The Next Great Paulie Fink by Ali Benjamin; Little, Brown Books for Young Readers, 371 pages ($16.99) Ages 8 to 12.
Ali Benjamin follows up her extraordinary debut novel "The Truth About Jellyfish" – a National Book Award finalist – with the equally wonderful, but very different and entirely original "The Next Great Paulie Fink." It's a middle school story to top all middle school stories, a poignant coming-of-age tale set in a tiny rural school held in a decaying mansion, with a goat pasture for a soccer field.
When her mom decides to move from downstate New York to Mitchell, Vt., a town that has seen better days, Caitlyn Breen knows from experience she has to quickly figure out who the cool kids are. She knows that wearing the wrong thing, or appearing strange can make you an outcast, like Anna, the girl she and her friends picked on at her old school. But the Mitchell School has only 10 kids in the entire 7th grade, and they are all abuzz over the disappearance of Paulie Fink, the class troublemaker, whose exploits are the stuff of legend. At this strange new school, where her classmates don't seem to care what anyone thinks, each seventh grader is assigned to look after a kindergartner at lunch time (which seems to Caitlyn like unpaid babysitting). They also have to feed the goats (a perilous endeavor that involves distracting the grumpy billy goat), and all students are invited to ring the Good Day Bell at the end of the school day, something Caitlyn vows she will never do.
When Paulie fails to appear for seventh grade, the class decides to hold a series of reality shows to determine who will be the next Paulie Fink. Where "Jellyfish" offered a rich exploration of science, "Paulie Fink" explores philosophy and the wisdom of the ancient Greeks with thought-provoking lessons, including one on the allegory of the cave, that seem to have special resonance for the kids of Mitchell, Vermont, and especially for Caitlyn. Benjamin structures her novel as "the official record" of the search for the next great Paulie Fink, a clever way of offering different perspectives of what's going on, including interviews with several characters, emails, texts Caitlyn sends to her friends back home. Benjamin finds the perfect way to end her novel with a surprising plot development and a rowdy soccer game between Mitchell and the rich kids from archrival, Devlinshire.
Captain Rosalie by Timothée de Fombelle, illustrated by Isabelle Arsenault, translated by Sam Gordon; Candlewick Press, 60 pages ($15.99)
This eloquent, heart-wrenching story, of a little girl whose father is away fighting at the front in The Great War, comes from French playwright Timothée de Fombelle, author of acclaimed "Toby Alone" and its sequel and other novels for children. It's a small book, with glossy pages, the kind that would normally hold a sweet fairy tale.
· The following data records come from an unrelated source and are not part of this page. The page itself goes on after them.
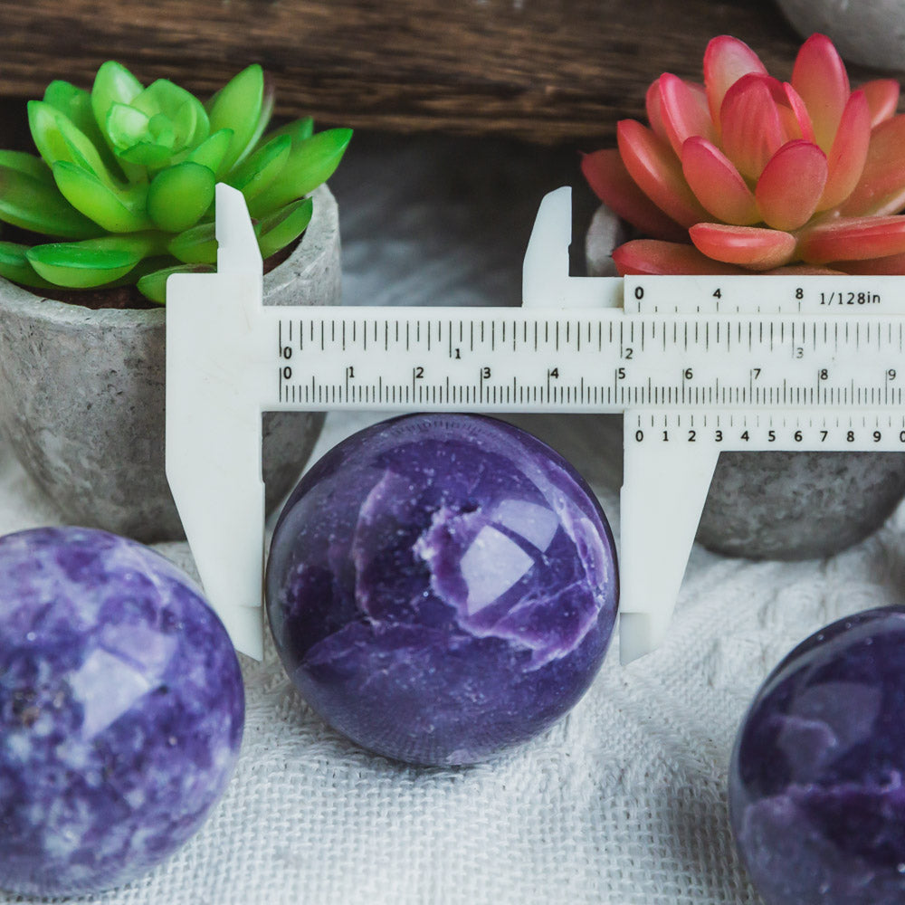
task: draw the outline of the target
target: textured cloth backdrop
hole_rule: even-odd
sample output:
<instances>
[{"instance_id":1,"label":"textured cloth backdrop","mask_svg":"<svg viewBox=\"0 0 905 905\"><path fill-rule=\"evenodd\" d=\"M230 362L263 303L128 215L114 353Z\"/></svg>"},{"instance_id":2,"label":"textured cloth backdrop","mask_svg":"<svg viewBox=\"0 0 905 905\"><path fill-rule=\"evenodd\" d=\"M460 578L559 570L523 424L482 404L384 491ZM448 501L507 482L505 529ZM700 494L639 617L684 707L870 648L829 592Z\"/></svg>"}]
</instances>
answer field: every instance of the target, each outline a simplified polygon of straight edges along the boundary
<instances>
[{"instance_id":1,"label":"textured cloth backdrop","mask_svg":"<svg viewBox=\"0 0 905 905\"><path fill-rule=\"evenodd\" d=\"M541 195L571 154L465 139L357 136L333 181L347 303L515 304ZM580 218L579 218L580 219ZM316 455L376 420L333 414ZM581 470L618 530L617 419L526 416ZM57 523L0 442L0 532ZM726 559L696 548L665 646L623 669L617 644L575 710L465 769L415 769L325 727L272 646L243 658L248 711L222 803L172 860L105 905L754 905L735 855L727 764L772 666L819 626L902 601L900 512L831 559ZM191 567L185 544L162 552ZM652 567L657 551L651 551ZM23 901L0 893L0 905Z\"/></svg>"}]
</instances>

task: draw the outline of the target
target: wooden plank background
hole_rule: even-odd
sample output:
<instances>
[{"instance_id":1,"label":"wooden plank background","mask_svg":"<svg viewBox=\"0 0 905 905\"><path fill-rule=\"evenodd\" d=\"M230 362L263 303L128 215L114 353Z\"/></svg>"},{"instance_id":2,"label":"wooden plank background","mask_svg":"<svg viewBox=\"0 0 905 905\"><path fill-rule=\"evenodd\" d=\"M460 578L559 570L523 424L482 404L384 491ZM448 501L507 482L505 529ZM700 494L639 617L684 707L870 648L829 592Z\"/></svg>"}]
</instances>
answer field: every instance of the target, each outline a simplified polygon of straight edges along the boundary
<instances>
[{"instance_id":1,"label":"wooden plank background","mask_svg":"<svg viewBox=\"0 0 905 905\"><path fill-rule=\"evenodd\" d=\"M278 113L321 126L598 147L662 71L700 78L720 33L781 76L800 43L768 0L4 2L0 97L39 97L52 78L87 86L110 58L207 96L260 62Z\"/></svg>"}]
</instances>

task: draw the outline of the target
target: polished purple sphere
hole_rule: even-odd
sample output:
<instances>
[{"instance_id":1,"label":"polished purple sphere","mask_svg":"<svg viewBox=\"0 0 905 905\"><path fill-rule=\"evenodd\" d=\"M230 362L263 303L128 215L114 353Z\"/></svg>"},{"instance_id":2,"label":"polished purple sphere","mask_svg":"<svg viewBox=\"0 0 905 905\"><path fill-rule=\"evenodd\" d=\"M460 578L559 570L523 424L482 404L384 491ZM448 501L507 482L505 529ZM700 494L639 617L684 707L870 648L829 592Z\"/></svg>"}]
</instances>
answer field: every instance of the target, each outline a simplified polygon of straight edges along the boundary
<instances>
[{"instance_id":1,"label":"polished purple sphere","mask_svg":"<svg viewBox=\"0 0 905 905\"><path fill-rule=\"evenodd\" d=\"M616 599L613 537L582 478L475 415L396 418L339 443L286 503L267 569L305 700L418 764L481 760L566 713Z\"/></svg>"},{"instance_id":2,"label":"polished purple sphere","mask_svg":"<svg viewBox=\"0 0 905 905\"><path fill-rule=\"evenodd\" d=\"M94 892L163 861L243 719L226 631L176 567L103 531L0 538L0 889Z\"/></svg>"},{"instance_id":3,"label":"polished purple sphere","mask_svg":"<svg viewBox=\"0 0 905 905\"><path fill-rule=\"evenodd\" d=\"M768 905L905 901L905 608L834 623L767 680L729 775Z\"/></svg>"}]
</instances>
Five-and-a-half-year-old Rosalie is waging a battle of her own, a captain in her secret war. Her mother works in a factory and must leave Rosalie at the schoolhouse early. Only Edgar, an older boy known as a troublemaker, seems to notice Rosalie at all. Rosalie is strangely discontented as her mother reads aloud her father's letters from the front; on the day a blue envelope comes and her mother falls silent and weepy, Rosalie decides she must take radical action.
The author, in a note to readers, says: "This story is about every child's dogged, silent struggle to find out the truth. A struggle where their only weapons are words." Arsenault's stunning illustrations are a wonder of shades of grays and black, with splashes of vivid red for Rosalie's red hair as she perches at her window staring out at the black night or the flames leaping in the stove in the schoolhouse.
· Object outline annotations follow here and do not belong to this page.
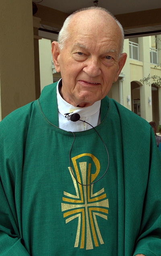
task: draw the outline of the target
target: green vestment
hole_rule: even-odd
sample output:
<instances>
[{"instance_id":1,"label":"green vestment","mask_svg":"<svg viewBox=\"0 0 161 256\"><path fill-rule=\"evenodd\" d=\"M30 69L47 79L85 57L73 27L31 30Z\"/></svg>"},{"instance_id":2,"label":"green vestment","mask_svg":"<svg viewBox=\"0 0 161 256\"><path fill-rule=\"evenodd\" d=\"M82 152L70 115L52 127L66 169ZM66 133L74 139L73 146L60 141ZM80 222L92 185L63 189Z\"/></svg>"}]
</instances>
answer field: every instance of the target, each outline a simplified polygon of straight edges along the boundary
<instances>
[{"instance_id":1,"label":"green vestment","mask_svg":"<svg viewBox=\"0 0 161 256\"><path fill-rule=\"evenodd\" d=\"M1 122L0 256L161 255L161 154L151 127L106 97L95 128L109 167L85 186L71 174L74 137L58 128L56 84ZM93 129L74 134L72 170L89 184L107 154Z\"/></svg>"}]
</instances>

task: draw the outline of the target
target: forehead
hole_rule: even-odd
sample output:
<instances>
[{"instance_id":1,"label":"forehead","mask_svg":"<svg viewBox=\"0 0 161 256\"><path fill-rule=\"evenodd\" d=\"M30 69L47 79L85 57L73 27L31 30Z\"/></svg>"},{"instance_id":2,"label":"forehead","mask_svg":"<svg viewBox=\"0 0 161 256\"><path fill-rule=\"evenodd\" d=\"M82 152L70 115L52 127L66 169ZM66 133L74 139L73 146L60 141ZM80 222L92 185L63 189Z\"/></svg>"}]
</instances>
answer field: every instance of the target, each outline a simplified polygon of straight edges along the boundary
<instances>
[{"instance_id":1,"label":"forehead","mask_svg":"<svg viewBox=\"0 0 161 256\"><path fill-rule=\"evenodd\" d=\"M66 42L67 44L77 46L79 44L88 48L95 44L96 47L97 46L99 47L108 46L108 48L113 46L119 49L121 32L111 16L103 11L95 13L91 11L89 14L88 12L84 12L75 15L76 17L70 23L68 29L70 37ZM112 47L111 50L113 50Z\"/></svg>"}]
</instances>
Riding a Donkey Backwards; Wise and Foolish Tales of Mulla Nasruddin; retold by Sean Taylor & the Khayaal Theatre; illustrated by Shirin Adl; Candlewick Press ($18.99)
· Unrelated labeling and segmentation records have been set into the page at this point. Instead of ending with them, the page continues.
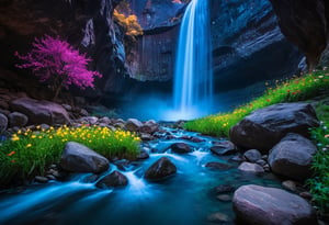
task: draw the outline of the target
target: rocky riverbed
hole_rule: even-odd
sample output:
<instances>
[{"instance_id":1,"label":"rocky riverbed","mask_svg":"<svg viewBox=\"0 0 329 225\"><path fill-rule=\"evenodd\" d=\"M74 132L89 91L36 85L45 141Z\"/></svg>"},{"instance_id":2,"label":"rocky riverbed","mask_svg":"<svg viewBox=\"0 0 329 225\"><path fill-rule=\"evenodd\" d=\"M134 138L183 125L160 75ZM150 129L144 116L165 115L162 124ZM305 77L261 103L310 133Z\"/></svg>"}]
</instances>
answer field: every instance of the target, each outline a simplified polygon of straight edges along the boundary
<instances>
[{"instance_id":1,"label":"rocky riverbed","mask_svg":"<svg viewBox=\"0 0 329 225\"><path fill-rule=\"evenodd\" d=\"M46 184L2 191L0 223L235 224L232 205L239 209L249 196L239 195L240 187L304 192L296 182L282 184L270 172L266 155L257 150L242 155L226 139L179 128L159 127L151 136L143 142L136 161L112 159L98 175L69 173ZM311 211L305 200L294 198ZM277 201L284 204L280 195Z\"/></svg>"}]
</instances>

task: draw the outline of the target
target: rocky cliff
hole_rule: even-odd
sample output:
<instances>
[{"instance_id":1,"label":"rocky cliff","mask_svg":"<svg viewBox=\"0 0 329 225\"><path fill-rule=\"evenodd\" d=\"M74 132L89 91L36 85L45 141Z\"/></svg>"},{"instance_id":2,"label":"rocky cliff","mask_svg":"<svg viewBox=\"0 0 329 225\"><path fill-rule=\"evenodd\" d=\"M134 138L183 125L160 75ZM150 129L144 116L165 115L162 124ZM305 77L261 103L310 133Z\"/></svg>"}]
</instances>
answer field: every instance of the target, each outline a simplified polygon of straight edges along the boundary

Why sprinkle flour on a clothesline? Why choose a silver coin that's worth less than a gold one? Can a cow truly climb a pole? Would you like to know how a thief can turn into a donkey?
This charming collection of 21 classic tales introduces children to a much-loved trickster character from Muslim tales, the "wise fool" found in stories from cultures around the world. There's Nasruddin as a boy coming up with a clever reply to his teacher after falling asleep when he was supposed to be drawing a picture. Or Nasruddin following a robber who has stolen everything he could carry, climbing into bed at the robber's home and saying "My wife and family will be joining us in the morning. I thought we were moving to your house." "When You Are Dead" features Nasruddin, walking with friends past a funeral procession and pondering: Imagine it was your funeral. What would you want people to say about you? Nasruddin's response? "Look, he's moving!"
The vibrant, collage-style illustrations are by a British-Iranian illustrator who says the Nasruddin stories were an important part of her childhood.